The ‘Marketing analytics funnel’ visualizes CrediNord’s sales funnel into three stages: lead, opportunity, and won. Additionally, there’s a table on the right side showing the performance of each campaign. From here, they can easily see which campaigns are driving the most conversions.

Facebook Ads performance

Facebook Ads performance

The next page focuses on Facebook Ads performance. From here, Robert and his team can find the scorecards representing the key Facebook Ads metrics and a table with a campaign performance breakdown.

Google Ads performance

Google Ads performance

This page summarizes the performance of Google Ads. The scorecards show the most important metrics in Google Ads, including clicks, impressions, CTRs, and costs. Finally, the table at the bottom provides details on each Google Ads campaign.

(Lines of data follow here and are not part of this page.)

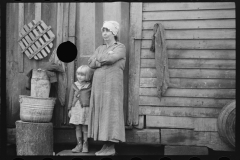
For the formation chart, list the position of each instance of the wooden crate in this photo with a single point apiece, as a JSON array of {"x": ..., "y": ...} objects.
[{"x": 36, "y": 40}]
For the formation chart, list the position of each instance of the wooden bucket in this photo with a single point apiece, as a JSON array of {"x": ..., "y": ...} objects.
[
  {"x": 226, "y": 123},
  {"x": 35, "y": 109},
  {"x": 40, "y": 84}
]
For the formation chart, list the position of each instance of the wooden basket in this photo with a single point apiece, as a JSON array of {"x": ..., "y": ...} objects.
[
  {"x": 36, "y": 39},
  {"x": 35, "y": 109}
]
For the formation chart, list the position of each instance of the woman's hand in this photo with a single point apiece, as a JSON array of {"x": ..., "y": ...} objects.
[{"x": 69, "y": 113}]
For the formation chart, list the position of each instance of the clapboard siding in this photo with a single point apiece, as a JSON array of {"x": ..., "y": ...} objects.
[
  {"x": 183, "y": 102},
  {"x": 195, "y": 44},
  {"x": 191, "y": 73},
  {"x": 193, "y": 83},
  {"x": 79, "y": 23},
  {"x": 187, "y": 6},
  {"x": 198, "y": 124},
  {"x": 193, "y": 14},
  {"x": 192, "y": 63},
  {"x": 192, "y": 24},
  {"x": 176, "y": 92},
  {"x": 193, "y": 138},
  {"x": 179, "y": 111},
  {"x": 188, "y": 54},
  {"x": 194, "y": 34}
]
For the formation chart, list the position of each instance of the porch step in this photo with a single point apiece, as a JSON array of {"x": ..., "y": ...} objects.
[{"x": 69, "y": 153}]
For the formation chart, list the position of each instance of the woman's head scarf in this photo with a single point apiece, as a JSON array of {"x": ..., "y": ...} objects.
[{"x": 113, "y": 26}]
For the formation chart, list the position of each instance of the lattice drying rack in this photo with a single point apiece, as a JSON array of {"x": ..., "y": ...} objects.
[{"x": 36, "y": 39}]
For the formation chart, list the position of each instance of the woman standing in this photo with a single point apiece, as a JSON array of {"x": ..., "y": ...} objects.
[{"x": 106, "y": 121}]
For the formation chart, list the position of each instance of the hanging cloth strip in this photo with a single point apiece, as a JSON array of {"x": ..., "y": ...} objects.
[{"x": 161, "y": 59}]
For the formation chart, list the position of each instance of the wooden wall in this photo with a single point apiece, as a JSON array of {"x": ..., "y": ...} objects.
[
  {"x": 79, "y": 23},
  {"x": 201, "y": 40}
]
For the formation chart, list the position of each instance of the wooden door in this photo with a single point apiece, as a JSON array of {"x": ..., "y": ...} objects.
[{"x": 134, "y": 64}]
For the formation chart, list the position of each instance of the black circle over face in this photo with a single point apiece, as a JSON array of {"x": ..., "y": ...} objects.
[{"x": 67, "y": 52}]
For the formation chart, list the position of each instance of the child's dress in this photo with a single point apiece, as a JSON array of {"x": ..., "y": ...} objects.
[{"x": 79, "y": 115}]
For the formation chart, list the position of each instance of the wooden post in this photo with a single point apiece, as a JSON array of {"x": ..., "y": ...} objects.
[
  {"x": 20, "y": 26},
  {"x": 34, "y": 138},
  {"x": 134, "y": 62}
]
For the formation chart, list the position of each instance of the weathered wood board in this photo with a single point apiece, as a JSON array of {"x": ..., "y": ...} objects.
[
  {"x": 193, "y": 83},
  {"x": 195, "y": 44},
  {"x": 193, "y": 14},
  {"x": 179, "y": 111},
  {"x": 194, "y": 34},
  {"x": 190, "y": 54},
  {"x": 193, "y": 138},
  {"x": 192, "y": 63},
  {"x": 191, "y": 73},
  {"x": 146, "y": 136},
  {"x": 184, "y": 102},
  {"x": 187, "y": 6},
  {"x": 179, "y": 92},
  {"x": 191, "y": 24},
  {"x": 185, "y": 150}
]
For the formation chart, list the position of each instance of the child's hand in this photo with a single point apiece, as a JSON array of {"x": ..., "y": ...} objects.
[
  {"x": 69, "y": 113},
  {"x": 110, "y": 52}
]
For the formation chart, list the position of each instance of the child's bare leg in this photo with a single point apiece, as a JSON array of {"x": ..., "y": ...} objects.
[
  {"x": 79, "y": 133},
  {"x": 78, "y": 148},
  {"x": 85, "y": 144}
]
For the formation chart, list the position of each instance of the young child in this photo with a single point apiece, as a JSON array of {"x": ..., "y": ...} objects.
[{"x": 78, "y": 106}]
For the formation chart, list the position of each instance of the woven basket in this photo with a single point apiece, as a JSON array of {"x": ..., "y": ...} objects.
[{"x": 35, "y": 109}]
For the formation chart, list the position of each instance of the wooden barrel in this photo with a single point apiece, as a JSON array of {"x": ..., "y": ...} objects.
[
  {"x": 34, "y": 138},
  {"x": 226, "y": 123},
  {"x": 35, "y": 109},
  {"x": 40, "y": 84}
]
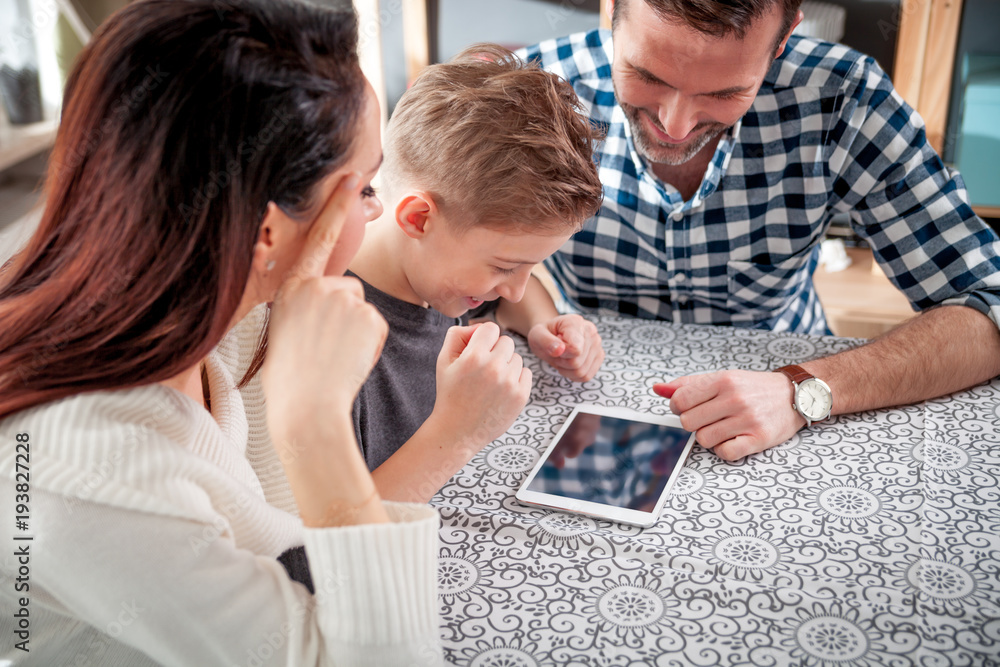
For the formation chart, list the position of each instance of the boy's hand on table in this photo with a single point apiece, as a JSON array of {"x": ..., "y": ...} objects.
[
  {"x": 482, "y": 384},
  {"x": 570, "y": 344},
  {"x": 734, "y": 413}
]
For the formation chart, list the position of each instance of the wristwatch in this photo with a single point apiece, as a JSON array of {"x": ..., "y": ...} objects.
[{"x": 811, "y": 397}]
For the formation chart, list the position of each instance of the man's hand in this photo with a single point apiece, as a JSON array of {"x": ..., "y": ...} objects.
[
  {"x": 570, "y": 344},
  {"x": 734, "y": 413}
]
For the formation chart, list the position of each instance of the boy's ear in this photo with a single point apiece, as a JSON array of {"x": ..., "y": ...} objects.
[{"x": 414, "y": 213}]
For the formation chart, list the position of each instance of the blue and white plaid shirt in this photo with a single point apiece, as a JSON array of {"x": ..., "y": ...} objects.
[{"x": 826, "y": 134}]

Robert and his team started seeing results immediately after using Supermetrics, Amazon S3, and QlikSense.

Robert explains, “It’s important for us to understand the impact of our marketing investment on sales. We want to say, ‘we increased our spending this month by X%, and this is how much we’ve got in return.’ Especially, with the B2B sales cycle being long and complicated, the dashboard shows us how someone became a lead and ultimately turned into a customer.”

He continues, “Nothing can ever beat having an automated dashboard with all your data. Since the dashboard is refreshed every 24 hours, we’ll always have fresh data to work with. We were able to build a dashboard with clean and relevant data that the management team — who may not be familiar with marketing jargon — can easily interpret.”

The impact of Supermetrics and the future of reporting at CrediNord

Supermetrics helps CrediNord eliminate the data chaos and gain a better understanding of their marketing performance.

With all marketing data in one place, they’re now able to make better decisions and communicate the value of marketing to the management team. Robert says, “Supermetrics enables us to make data-driven decisions faster and more efficiently. We have a better understanding of our performance. The data doesn’t spread all over spreadsheets. It’s now in one single place.”

Robert continues, “We had to create the report for the management team once a week. That was at least 15 hours of manual data processing and crunching per month. And there are so many things you can do in 15 hours. Supermetrics helps us get back the time for analyzing and optimizing our performance.”

As for the future, Robert wants to bring CRM, social, and regional data into Amazon S3. With the help of Supermetrics, he’s optimistic about this project. Robert says, “The more we grow, the more complex our data model will become. We want to blend data from more sources and more countries. We want to build a country comparison report and see our ROAS in different countries weekly, monthly, and quarterly. When the project starts, I’m happy that we can count on Supermetrics and Bartosz to help us achieve what we need to succeed.”

Want to get rid of data chaos like the CrediNord team? Start your free trial of Supermetrics for Amazon S3 or contact our sales team to discuss more.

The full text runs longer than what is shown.